Cloud tenant threats
Threats to tenants may come from a cloud provider (insider threats)
or another tenant (co-tenant threats).
Insider threats (from a cloud provider):
- OpenStack services misconfiguration may lead to EoP.
- A failure in maintenance. For example, not wiping disks on nodes
between re-allocations may lead to Information Disclosure.
- Improper configuration of security services or turning them off
when high loaded. For example, disabling rules and taking protocols
out of scan by IDPS may lead to missing an attack (EoP).
- Connecting VMs to the management network may lead to
Information Disclosure and, as a result, EoP.
To mitigate the insider threats in two ways:
- Contractually - negotiate agreements related to privacy, security,
and reliability, even though, it may increase costs (Information Disclosure).
- Cryptographically - encrypting data on a cloud storage and when
transferring through the network channel (Information Disclosure).
- Isolate the management network from tenants’ networks
(Information Disclosure, EoP).
Co-tenant threats:
- Another tenant might try to escape a VM and take over the host (EoP).
- Getting access to shared resources such as storage, network, and so on
(EoP, Information Disclosure, Availability, Tampering).
- Another tenant might be taken over to run a DoS attack
(EoP, Spoofing, DoS).
- Brute-force and dictionary attack (EoP).

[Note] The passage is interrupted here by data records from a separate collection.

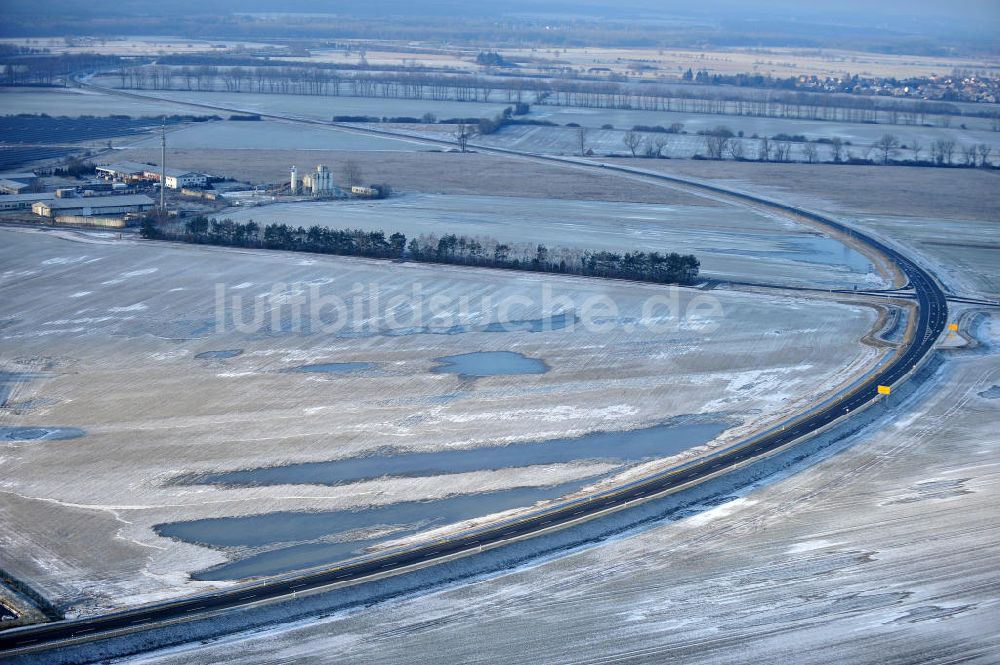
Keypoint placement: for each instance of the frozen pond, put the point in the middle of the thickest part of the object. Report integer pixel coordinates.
(327, 535)
(731, 242)
(619, 447)
(39, 433)
(334, 368)
(219, 355)
(489, 363)
(295, 540)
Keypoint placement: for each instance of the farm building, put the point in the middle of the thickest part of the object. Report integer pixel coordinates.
(133, 172)
(177, 179)
(12, 186)
(24, 201)
(365, 192)
(88, 206)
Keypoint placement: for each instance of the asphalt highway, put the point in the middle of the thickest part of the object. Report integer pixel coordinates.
(929, 324)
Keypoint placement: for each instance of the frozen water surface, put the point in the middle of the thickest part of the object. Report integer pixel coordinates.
(490, 363)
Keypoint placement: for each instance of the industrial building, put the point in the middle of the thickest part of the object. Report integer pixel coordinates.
(133, 172)
(24, 201)
(124, 171)
(14, 182)
(89, 206)
(178, 179)
(13, 186)
(365, 191)
(317, 184)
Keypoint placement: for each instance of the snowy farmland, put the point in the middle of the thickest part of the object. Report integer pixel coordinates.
(885, 552)
(132, 354)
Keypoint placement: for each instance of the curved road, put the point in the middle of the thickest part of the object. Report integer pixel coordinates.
(930, 322)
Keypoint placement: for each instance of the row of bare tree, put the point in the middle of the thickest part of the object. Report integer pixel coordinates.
(722, 143)
(561, 92)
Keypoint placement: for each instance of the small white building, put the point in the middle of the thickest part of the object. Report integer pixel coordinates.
(24, 201)
(177, 179)
(320, 182)
(8, 186)
(364, 191)
(95, 205)
(123, 171)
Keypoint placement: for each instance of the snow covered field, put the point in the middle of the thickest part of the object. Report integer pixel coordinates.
(104, 335)
(884, 553)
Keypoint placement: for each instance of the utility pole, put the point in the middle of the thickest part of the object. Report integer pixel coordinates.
(163, 166)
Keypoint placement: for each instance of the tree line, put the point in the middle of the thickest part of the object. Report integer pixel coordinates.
(661, 268)
(553, 91)
(721, 142)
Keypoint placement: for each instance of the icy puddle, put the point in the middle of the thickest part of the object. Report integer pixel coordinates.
(820, 250)
(490, 363)
(334, 368)
(624, 447)
(300, 540)
(274, 543)
(40, 433)
(219, 355)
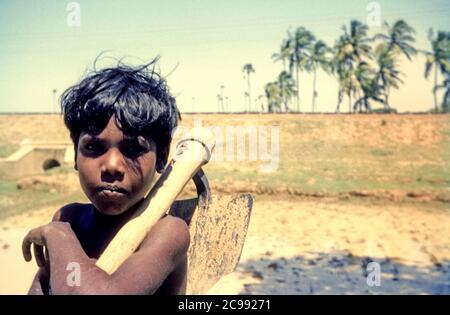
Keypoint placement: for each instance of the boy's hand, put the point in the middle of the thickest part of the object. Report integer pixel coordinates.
(39, 238)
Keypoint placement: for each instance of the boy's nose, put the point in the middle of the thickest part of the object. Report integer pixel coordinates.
(113, 163)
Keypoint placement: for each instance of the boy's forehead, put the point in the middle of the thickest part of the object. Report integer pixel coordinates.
(104, 136)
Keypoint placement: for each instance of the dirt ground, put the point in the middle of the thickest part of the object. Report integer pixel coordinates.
(307, 246)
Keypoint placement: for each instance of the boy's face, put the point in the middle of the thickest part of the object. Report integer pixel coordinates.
(115, 169)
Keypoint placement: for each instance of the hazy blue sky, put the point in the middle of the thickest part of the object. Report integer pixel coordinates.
(206, 43)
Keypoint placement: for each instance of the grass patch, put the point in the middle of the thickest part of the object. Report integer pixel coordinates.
(14, 201)
(8, 149)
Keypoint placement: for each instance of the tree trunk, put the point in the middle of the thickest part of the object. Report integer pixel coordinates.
(350, 102)
(249, 95)
(434, 90)
(298, 90)
(314, 91)
(338, 107)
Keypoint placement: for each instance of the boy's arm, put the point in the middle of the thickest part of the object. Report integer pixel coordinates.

- Shared cloud provider’s infrastructure such as:
- A shared mail service may lead to spear-phishing attacks from
one tenant to another (Spoofing),
- A shared DNS service may led to DNS poisoning attack (Spoofing, Tampering)
- A shared Web service such as cloud admin web interfaces may be a source
of XSS, CSRF, SQL injection, and so on attacks. (EoP)

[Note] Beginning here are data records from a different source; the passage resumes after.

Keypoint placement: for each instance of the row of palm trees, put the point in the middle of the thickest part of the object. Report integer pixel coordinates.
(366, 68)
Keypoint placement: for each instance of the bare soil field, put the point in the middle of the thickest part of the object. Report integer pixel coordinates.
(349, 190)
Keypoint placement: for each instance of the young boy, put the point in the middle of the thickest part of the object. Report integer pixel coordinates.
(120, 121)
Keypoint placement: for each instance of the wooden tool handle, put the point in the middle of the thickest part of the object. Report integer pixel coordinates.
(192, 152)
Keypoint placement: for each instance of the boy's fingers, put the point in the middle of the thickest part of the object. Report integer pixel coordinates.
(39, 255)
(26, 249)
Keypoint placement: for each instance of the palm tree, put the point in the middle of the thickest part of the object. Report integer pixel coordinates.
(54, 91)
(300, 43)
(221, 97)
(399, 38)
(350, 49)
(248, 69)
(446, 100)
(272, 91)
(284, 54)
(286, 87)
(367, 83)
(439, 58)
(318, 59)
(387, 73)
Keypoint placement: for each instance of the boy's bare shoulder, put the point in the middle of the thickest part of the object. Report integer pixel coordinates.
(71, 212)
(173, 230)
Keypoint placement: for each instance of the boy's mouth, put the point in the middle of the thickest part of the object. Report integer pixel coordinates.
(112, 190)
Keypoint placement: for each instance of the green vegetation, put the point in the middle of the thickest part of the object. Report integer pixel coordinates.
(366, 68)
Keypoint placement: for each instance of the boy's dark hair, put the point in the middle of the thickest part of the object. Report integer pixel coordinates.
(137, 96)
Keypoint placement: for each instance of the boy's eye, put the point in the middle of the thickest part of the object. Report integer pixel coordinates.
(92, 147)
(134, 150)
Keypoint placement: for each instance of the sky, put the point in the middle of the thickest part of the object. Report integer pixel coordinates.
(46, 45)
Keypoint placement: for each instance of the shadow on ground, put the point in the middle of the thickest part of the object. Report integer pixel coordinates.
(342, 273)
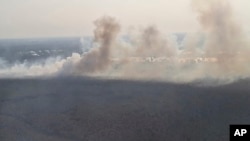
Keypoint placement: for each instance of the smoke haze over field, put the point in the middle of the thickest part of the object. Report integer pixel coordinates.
(221, 53)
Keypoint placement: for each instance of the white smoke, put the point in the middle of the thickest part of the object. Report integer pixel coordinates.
(219, 51)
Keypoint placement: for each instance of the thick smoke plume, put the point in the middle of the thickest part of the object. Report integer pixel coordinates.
(225, 40)
(98, 59)
(219, 52)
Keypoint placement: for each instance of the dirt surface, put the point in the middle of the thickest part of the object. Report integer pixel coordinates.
(71, 109)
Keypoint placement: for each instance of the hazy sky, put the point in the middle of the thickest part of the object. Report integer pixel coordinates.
(46, 18)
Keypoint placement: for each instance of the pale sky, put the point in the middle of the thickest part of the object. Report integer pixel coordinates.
(52, 18)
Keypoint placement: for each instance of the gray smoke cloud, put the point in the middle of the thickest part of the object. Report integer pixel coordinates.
(98, 59)
(218, 52)
(225, 39)
(222, 56)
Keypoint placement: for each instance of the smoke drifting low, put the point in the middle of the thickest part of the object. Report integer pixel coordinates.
(223, 55)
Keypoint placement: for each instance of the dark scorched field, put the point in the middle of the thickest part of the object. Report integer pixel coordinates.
(74, 109)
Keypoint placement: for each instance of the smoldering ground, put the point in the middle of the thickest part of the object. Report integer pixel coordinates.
(223, 55)
(76, 109)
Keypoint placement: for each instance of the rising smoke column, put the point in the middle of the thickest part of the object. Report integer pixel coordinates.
(225, 39)
(98, 59)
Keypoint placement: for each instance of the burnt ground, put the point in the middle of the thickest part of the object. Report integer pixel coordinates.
(70, 109)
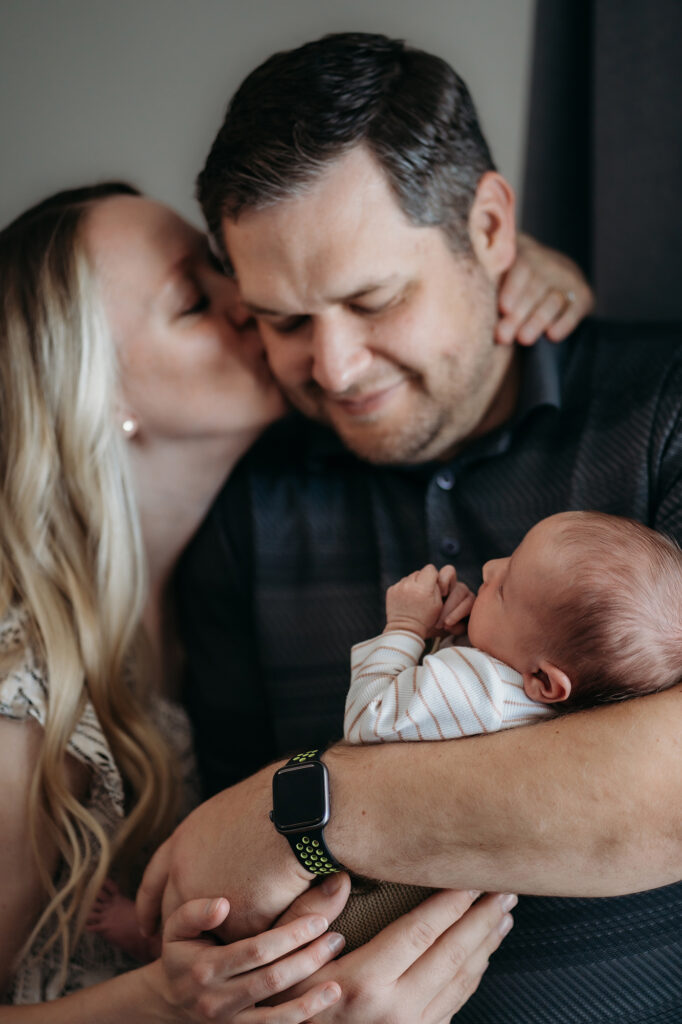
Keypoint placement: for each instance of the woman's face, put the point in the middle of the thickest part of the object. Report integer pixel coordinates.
(192, 363)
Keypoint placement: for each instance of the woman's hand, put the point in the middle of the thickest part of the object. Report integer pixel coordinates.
(543, 292)
(203, 981)
(423, 967)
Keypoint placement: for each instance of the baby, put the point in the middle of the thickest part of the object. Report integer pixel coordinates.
(587, 609)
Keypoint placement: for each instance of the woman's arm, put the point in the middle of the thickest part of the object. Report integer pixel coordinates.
(194, 975)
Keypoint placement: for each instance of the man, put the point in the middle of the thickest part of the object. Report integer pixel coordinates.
(355, 198)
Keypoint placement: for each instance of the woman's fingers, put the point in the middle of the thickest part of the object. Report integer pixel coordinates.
(543, 293)
(195, 916)
(400, 944)
(227, 982)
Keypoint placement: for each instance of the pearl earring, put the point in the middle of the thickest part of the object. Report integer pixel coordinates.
(129, 427)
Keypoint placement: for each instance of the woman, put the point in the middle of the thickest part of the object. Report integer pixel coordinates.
(89, 534)
(130, 384)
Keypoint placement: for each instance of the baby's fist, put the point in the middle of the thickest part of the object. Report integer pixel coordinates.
(415, 602)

To mitigate co-tenant threats:
- Provide cloud separation. Use Host Aggregation and Availability Zones
to separate VMs with different security level. (EoP, Tampering,
Information Disclosure, Availability)
- Use nodes from Trusted Computing Pool based on Intel TXT - a technology
designed to harden platforms from the emerging threats of hypervisor attacks,
BIOS, firmware attacks, malicious rootkit installations, or other
software-based attacks (EoP).
- Brute-force protection. Lock out an attacker’s logins after repeated
failures (EoP).
- Change default passwords (EoP).
- Use network IDPS to monitor and detect anomalies in management and tenants
networks (Information Disclosure, EoP).